Book sale one way to help women dealing with breast cancer

Posted March 20, 2012, at 10:55 a.m.

Got books? If you are anything like me you’ve got a bookshelf full of them collecting dust and taking up valuable real estate in your house. Books are meant to be shared, and now is the perfect opportunity for you to do some spring cleaning while supporting a great organization by donating your old volumes to Caring Connections for their Book Sale.

Caring Connections is a program of the Bangor Y and Eastern Maine Medical Center that provides no-cost breast and cervical health services to uninsured women and support to women with breast cancer. As is the case with all nonprofit agencies, fundraising is vital to this organization’s sustainability. You can be sure your books will go to a good home while helping this worthy cause.

Breast cancer affects all of us. You probably know someone who has suffered with this disease. Statistics show that one in eight women by age 80 will be diagnosed with breast cancer.

Susan G. Komen for the Cure has looked at the research and has devised four steps that all women should practice.

First off, know your risk. Just being a woman is your number one risk factor for breast cancer, and as you get older that risk increases.

“So many women believe that because there is no family history of breast cancer, they don’t need to worry about it, but that is just not true,” said Robin Long, assistant director of Caring Connections. “However, if you do have a family history of breast cancer, tell your health care provider and discuss any other risk factors you have.”

Secondly, get screened.

There is more than one screening technique so ask your provider which one is right for you. For women with an average risk factor who has no symptoms, an annual mammogram starting at age 40 is important, as is a clinical breast exam performed by the medical provider at a yearly physical. When cancer is found confined to the breast, the 5 year survival rate is now 98 percent.

Third, know what is normal for you.

All women are different and what is normal for one is abnormal for another so a monthly breast self-exam can help you become familiar with your own body and notice if anything is unusual. Signs of breast cancer can include unusual lumps, swelling, a change in the size or shape of the breast, dimpling or puckering or a discharge or rash around the nipple.
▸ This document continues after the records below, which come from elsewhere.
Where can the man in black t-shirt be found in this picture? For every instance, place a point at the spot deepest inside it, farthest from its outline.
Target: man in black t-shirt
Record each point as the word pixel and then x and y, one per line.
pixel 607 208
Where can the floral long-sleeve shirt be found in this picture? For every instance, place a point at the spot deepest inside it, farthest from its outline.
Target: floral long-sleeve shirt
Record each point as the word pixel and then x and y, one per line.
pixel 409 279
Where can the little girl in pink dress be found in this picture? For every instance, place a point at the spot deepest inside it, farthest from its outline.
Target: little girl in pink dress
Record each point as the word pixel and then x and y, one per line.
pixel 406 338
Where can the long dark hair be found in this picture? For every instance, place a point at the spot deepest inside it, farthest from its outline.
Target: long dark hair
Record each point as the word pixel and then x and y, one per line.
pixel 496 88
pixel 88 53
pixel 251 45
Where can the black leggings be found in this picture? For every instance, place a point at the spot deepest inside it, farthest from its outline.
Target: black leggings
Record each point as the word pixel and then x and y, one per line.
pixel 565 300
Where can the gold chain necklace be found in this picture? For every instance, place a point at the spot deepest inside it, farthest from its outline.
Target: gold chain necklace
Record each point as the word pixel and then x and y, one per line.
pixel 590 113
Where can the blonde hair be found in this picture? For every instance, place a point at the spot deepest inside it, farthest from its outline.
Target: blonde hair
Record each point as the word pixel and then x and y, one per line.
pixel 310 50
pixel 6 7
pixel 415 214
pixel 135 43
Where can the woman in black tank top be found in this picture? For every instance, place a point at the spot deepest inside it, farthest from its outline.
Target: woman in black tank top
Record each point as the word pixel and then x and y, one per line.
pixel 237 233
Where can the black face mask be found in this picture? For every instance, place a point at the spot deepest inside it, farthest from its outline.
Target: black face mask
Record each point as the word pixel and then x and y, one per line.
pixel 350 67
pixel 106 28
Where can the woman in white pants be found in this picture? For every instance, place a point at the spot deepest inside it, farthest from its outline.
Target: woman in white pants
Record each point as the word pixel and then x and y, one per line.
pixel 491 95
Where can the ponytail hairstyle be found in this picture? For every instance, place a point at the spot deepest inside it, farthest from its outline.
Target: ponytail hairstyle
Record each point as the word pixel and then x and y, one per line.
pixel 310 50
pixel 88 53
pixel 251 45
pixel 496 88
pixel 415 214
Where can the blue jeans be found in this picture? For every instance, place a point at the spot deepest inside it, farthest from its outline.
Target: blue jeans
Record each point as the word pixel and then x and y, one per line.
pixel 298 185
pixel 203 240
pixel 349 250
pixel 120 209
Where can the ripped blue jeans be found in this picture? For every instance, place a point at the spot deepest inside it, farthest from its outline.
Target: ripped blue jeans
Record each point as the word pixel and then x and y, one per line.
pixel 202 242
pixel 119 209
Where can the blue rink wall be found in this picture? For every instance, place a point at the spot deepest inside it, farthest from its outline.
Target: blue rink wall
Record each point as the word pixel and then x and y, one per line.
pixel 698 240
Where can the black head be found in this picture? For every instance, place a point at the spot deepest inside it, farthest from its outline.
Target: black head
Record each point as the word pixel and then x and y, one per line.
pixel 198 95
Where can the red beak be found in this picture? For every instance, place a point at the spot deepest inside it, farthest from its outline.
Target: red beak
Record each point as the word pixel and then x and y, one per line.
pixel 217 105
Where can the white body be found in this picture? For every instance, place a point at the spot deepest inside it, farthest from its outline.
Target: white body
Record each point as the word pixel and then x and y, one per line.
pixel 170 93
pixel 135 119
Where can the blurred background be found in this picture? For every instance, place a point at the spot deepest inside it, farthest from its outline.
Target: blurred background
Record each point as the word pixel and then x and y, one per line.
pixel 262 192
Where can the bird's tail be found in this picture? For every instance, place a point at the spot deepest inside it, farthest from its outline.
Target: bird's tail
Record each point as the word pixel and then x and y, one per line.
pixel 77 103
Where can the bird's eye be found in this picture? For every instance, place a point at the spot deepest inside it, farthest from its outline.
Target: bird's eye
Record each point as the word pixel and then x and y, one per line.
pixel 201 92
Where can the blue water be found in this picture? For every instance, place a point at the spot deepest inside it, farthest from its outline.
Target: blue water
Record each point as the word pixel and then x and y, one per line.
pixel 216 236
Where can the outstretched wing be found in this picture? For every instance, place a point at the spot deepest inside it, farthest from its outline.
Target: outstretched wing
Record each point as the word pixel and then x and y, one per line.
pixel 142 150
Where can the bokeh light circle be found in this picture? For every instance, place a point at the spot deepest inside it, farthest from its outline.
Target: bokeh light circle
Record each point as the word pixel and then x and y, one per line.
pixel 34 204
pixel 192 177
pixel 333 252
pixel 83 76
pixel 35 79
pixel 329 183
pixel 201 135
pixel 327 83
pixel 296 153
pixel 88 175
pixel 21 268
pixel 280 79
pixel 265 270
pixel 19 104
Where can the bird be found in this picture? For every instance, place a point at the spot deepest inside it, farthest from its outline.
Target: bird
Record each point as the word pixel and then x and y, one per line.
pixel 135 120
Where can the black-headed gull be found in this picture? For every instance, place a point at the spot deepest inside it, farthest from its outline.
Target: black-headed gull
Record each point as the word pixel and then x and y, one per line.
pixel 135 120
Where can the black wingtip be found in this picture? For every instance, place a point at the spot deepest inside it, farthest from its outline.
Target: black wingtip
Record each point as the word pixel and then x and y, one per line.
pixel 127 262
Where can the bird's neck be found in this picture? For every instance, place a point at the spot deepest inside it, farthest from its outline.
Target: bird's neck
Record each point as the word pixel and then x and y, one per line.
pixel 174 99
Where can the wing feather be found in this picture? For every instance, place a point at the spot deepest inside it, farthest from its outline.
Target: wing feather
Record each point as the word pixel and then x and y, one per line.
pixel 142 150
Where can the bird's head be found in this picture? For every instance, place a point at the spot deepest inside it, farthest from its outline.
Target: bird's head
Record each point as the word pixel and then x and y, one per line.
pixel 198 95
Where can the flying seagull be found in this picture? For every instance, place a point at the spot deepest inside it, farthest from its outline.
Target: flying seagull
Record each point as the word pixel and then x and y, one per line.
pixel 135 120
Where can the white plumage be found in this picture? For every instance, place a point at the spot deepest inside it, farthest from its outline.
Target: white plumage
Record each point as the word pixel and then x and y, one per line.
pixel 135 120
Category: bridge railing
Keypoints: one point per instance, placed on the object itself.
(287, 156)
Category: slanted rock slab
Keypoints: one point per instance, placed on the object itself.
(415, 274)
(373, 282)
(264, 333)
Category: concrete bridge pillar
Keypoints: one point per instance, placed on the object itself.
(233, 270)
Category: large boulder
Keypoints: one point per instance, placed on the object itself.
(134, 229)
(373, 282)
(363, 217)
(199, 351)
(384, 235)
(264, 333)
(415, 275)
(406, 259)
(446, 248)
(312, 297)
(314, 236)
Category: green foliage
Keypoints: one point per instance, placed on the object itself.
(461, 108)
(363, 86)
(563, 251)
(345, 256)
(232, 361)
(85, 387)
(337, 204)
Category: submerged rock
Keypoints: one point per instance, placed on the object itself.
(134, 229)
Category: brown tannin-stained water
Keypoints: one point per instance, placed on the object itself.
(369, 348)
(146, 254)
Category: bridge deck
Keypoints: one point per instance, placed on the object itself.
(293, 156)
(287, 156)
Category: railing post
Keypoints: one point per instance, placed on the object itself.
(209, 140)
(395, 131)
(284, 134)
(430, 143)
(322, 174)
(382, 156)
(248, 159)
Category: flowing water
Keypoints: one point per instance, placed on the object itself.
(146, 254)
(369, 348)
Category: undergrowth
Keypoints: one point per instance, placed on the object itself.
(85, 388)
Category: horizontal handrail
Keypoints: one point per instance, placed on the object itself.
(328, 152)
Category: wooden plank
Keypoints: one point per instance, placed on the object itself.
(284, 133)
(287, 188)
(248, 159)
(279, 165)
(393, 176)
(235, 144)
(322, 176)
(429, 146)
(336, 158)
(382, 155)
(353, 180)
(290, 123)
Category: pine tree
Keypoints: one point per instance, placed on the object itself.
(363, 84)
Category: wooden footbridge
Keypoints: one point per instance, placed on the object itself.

It is important to note that any of these changes are most likely to be caused by something other than breast cancer, it is still important to have anything unusual checked out as soon as possible.

Fourth, live a healthy lifestyle.

Maintain a healthy weight, limit alcohol and get plenty of exercise.

And come to the Caring Connections Book Sale at the Bangor Y Spring Fair, March 30 – April 1 at the Bangor Auditorium. Take part in their silent auction and enjoy the popcorn bar with a delicious selection of flavors to please any palate.

If you have books, DVDs, CDs and audio books that you’d like to donate, call 941-2808 ext 337 or 338 or email careconn@bangory.org to make arrangements for drop off or pick up.

Love Italian food? Fascinated by the culture? Dream of going to Italy to experience the wine, the scenery, the romance? Collette Vacations is presenting another “Discover Tuscany” at 2:30 p.m., Thursday, March 22, at the EAAA offices.

View a beautiful presentation of this extraordinary locale and enjoy delicious refreshments with an Italian flair. Highlights of the presentation include Rome, Assisi, Winery Tour and Florence. Rich in history, taking a visual tour of Tuscany can chase away the winter doldrums.

Space is limited so call EAAA at 941-2865 to reserve your spot.

Carol Higgins Taylor is director of communications at Eastern Area Agency on Aging.